Nanoparticles (NPs) embedded with bioactive ligands such as carbohydrates, peptides, and nucleic acid have emerged as a potential tool to target biological processes. Traditional in vitro assays performed under statistic conditions may result in non-specific outcome sometimes, mainly because of the sedimentation and self-assembly nature of NPs. Inverted cell-culture assay allows for flexible and accurate detection of the receptor-mediated uptake and cytotoxicity of NPs. By combining this technique with glyco-gold nanoparticles, cellular internalization and cytotoxicity were investigated. Regioselective glycosylation patterns and shapes of the NPs could tune the receptors ' binding affinity, resulting in precise cellular uptake of gold nanoparticles (AuNPs).

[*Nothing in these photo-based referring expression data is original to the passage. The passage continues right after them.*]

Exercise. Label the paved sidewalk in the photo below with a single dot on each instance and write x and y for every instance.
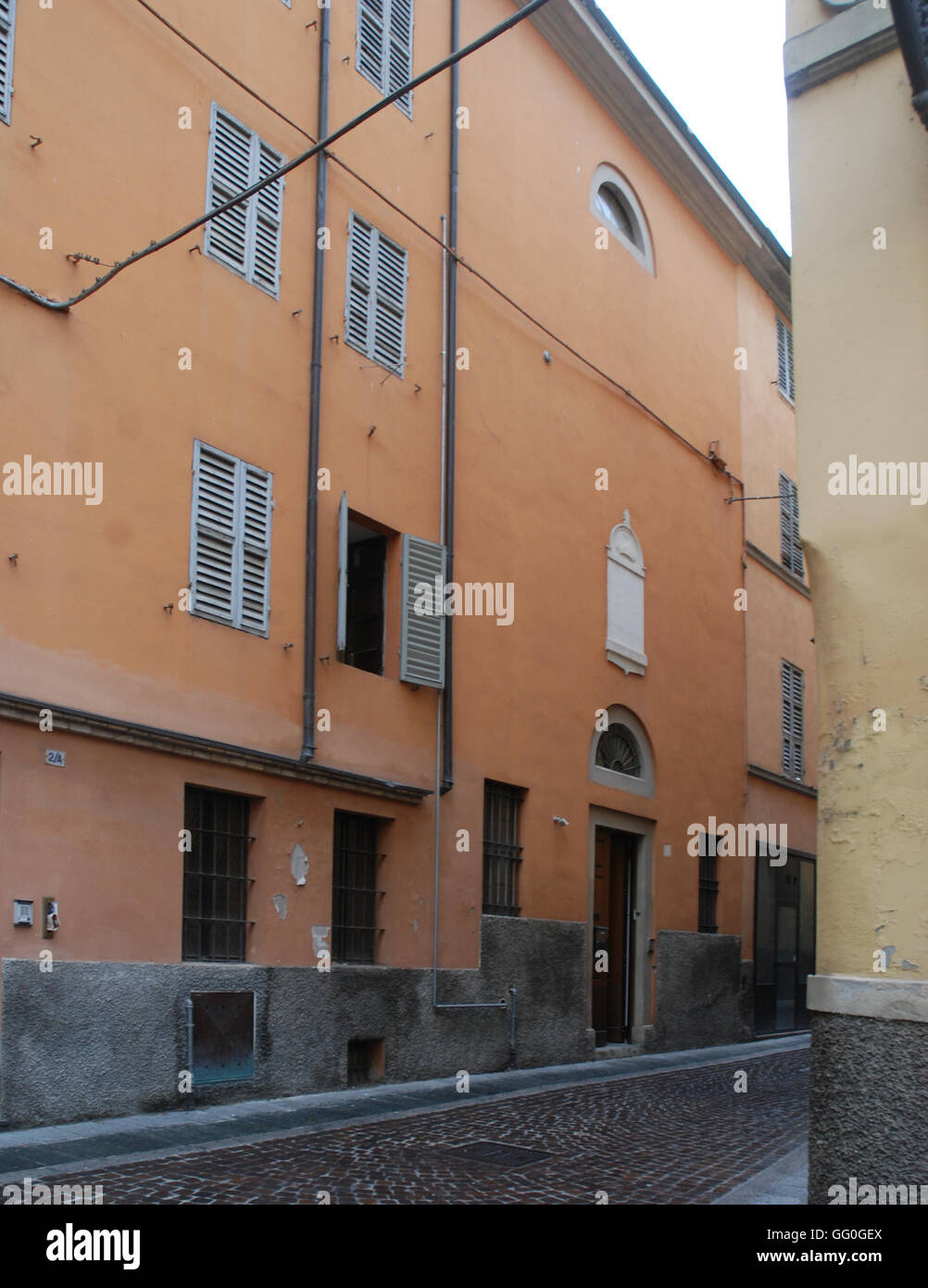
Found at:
(783, 1184)
(112, 1143)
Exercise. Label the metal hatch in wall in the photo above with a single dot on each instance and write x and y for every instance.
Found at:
(221, 1037)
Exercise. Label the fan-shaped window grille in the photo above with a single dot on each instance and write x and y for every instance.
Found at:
(614, 210)
(618, 751)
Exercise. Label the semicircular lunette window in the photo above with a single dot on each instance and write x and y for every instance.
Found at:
(618, 751)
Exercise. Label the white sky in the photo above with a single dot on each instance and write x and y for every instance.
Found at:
(720, 62)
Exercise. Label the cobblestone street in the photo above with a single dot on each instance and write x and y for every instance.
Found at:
(683, 1138)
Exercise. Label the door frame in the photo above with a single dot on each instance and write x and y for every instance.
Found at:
(643, 960)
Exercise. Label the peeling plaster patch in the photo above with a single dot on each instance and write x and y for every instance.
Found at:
(299, 865)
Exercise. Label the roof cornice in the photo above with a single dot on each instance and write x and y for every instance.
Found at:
(588, 44)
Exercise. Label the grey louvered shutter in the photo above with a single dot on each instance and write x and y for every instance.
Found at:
(267, 221)
(790, 545)
(8, 12)
(227, 236)
(341, 624)
(792, 717)
(399, 53)
(213, 558)
(798, 768)
(389, 321)
(254, 529)
(422, 635)
(784, 360)
(359, 273)
(370, 22)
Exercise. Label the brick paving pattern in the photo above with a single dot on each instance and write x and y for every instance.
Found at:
(671, 1138)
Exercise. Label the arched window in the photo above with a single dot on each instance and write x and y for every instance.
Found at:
(618, 750)
(613, 201)
(621, 752)
(626, 600)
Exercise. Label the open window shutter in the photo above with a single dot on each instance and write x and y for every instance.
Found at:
(255, 548)
(268, 208)
(214, 534)
(399, 55)
(422, 637)
(6, 26)
(341, 626)
(389, 322)
(227, 236)
(359, 271)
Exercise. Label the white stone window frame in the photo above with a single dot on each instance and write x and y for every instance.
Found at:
(624, 553)
(609, 177)
(640, 785)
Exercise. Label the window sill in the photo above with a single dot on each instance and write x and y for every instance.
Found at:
(630, 661)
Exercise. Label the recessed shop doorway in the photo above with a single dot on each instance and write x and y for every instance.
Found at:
(613, 940)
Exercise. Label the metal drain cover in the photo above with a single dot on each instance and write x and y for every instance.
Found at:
(498, 1155)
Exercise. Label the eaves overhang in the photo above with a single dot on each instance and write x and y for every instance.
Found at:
(911, 25)
(588, 44)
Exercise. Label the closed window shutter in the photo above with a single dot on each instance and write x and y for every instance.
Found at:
(792, 719)
(341, 625)
(422, 637)
(790, 545)
(227, 236)
(245, 237)
(6, 29)
(255, 540)
(231, 555)
(389, 326)
(270, 202)
(370, 40)
(375, 307)
(214, 535)
(359, 274)
(784, 360)
(385, 45)
(399, 55)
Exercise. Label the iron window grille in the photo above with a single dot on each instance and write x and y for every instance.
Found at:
(709, 888)
(354, 888)
(502, 852)
(785, 379)
(215, 876)
(618, 750)
(792, 719)
(790, 545)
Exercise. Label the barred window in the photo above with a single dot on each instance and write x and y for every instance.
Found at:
(354, 888)
(215, 876)
(502, 852)
(709, 887)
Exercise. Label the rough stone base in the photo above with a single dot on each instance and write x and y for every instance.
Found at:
(94, 1040)
(703, 997)
(869, 1103)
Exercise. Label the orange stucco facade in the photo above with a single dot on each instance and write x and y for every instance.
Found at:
(93, 617)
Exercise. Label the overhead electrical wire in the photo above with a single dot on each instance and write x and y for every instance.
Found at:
(246, 194)
(63, 306)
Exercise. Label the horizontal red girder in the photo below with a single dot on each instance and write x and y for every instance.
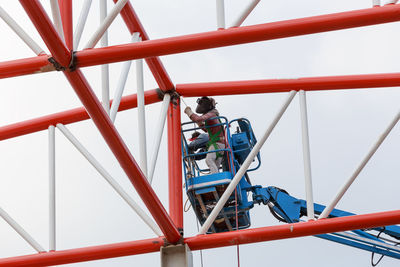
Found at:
(102, 120)
(25, 66)
(286, 85)
(57, 47)
(68, 116)
(220, 38)
(241, 35)
(209, 241)
(155, 65)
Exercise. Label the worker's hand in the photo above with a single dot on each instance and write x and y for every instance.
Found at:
(188, 111)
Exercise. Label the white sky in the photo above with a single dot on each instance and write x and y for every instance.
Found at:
(343, 126)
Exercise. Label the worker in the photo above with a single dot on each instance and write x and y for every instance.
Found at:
(198, 141)
(206, 107)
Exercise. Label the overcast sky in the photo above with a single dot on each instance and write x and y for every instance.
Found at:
(343, 125)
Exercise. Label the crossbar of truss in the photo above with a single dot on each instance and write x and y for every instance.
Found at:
(68, 117)
(241, 35)
(155, 65)
(103, 123)
(214, 39)
(199, 242)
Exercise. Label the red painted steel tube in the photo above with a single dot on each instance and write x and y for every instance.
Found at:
(294, 230)
(121, 152)
(86, 254)
(107, 129)
(68, 116)
(247, 236)
(286, 85)
(45, 27)
(155, 65)
(25, 66)
(66, 17)
(241, 35)
(174, 164)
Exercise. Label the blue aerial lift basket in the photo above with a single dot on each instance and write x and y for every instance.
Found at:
(205, 189)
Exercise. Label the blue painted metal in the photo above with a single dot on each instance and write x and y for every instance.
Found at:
(204, 190)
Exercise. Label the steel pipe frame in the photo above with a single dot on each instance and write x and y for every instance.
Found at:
(68, 117)
(66, 18)
(233, 36)
(155, 65)
(82, 88)
(174, 163)
(362, 81)
(239, 237)
(241, 35)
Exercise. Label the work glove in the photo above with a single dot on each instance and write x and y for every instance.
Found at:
(188, 111)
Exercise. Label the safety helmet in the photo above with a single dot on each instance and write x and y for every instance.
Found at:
(205, 104)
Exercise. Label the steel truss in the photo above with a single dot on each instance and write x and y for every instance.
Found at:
(64, 59)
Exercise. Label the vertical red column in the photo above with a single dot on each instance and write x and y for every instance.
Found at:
(174, 163)
(66, 17)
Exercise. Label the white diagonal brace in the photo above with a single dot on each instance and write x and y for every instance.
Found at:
(20, 32)
(81, 22)
(109, 179)
(360, 167)
(245, 13)
(106, 23)
(141, 116)
(242, 170)
(121, 82)
(21, 231)
(306, 155)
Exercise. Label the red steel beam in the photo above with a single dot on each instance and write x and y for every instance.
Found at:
(286, 85)
(174, 164)
(68, 116)
(232, 36)
(240, 35)
(155, 65)
(57, 47)
(85, 254)
(66, 17)
(247, 236)
(121, 152)
(106, 127)
(322, 226)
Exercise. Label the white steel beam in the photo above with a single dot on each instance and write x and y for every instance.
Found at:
(220, 14)
(306, 155)
(360, 167)
(21, 33)
(52, 189)
(158, 136)
(20, 231)
(141, 116)
(121, 82)
(106, 23)
(245, 13)
(242, 170)
(81, 22)
(109, 179)
(55, 11)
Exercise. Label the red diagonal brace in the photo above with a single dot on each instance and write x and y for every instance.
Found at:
(104, 124)
(155, 65)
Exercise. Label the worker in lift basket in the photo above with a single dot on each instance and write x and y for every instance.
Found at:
(206, 107)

Two cell lines HepG2 and HeLa were probed with galactosamine-embedded fluorescent AuNPs, revealing significant differences in cytotoxicity and uptake mechanism in upright and invert in vitro cell-culture assay, high-specificity toward uptake, and allowing for a rapid screening and optimization technique.

Automated summary

Nanoparticles embedded with bioactive ligands have become a potential tool to target biological processes. Inverted cell-culture assay is a flexible and accurate method to study cellular uptake and cytotoxicity, demonstrating that the glycosylation patterns and shapes of NPs can affect receptor binding affinity. This study highlights the importance of understanding the interaction between nanoparticles and cells for precise targeting and delivery in biological processes.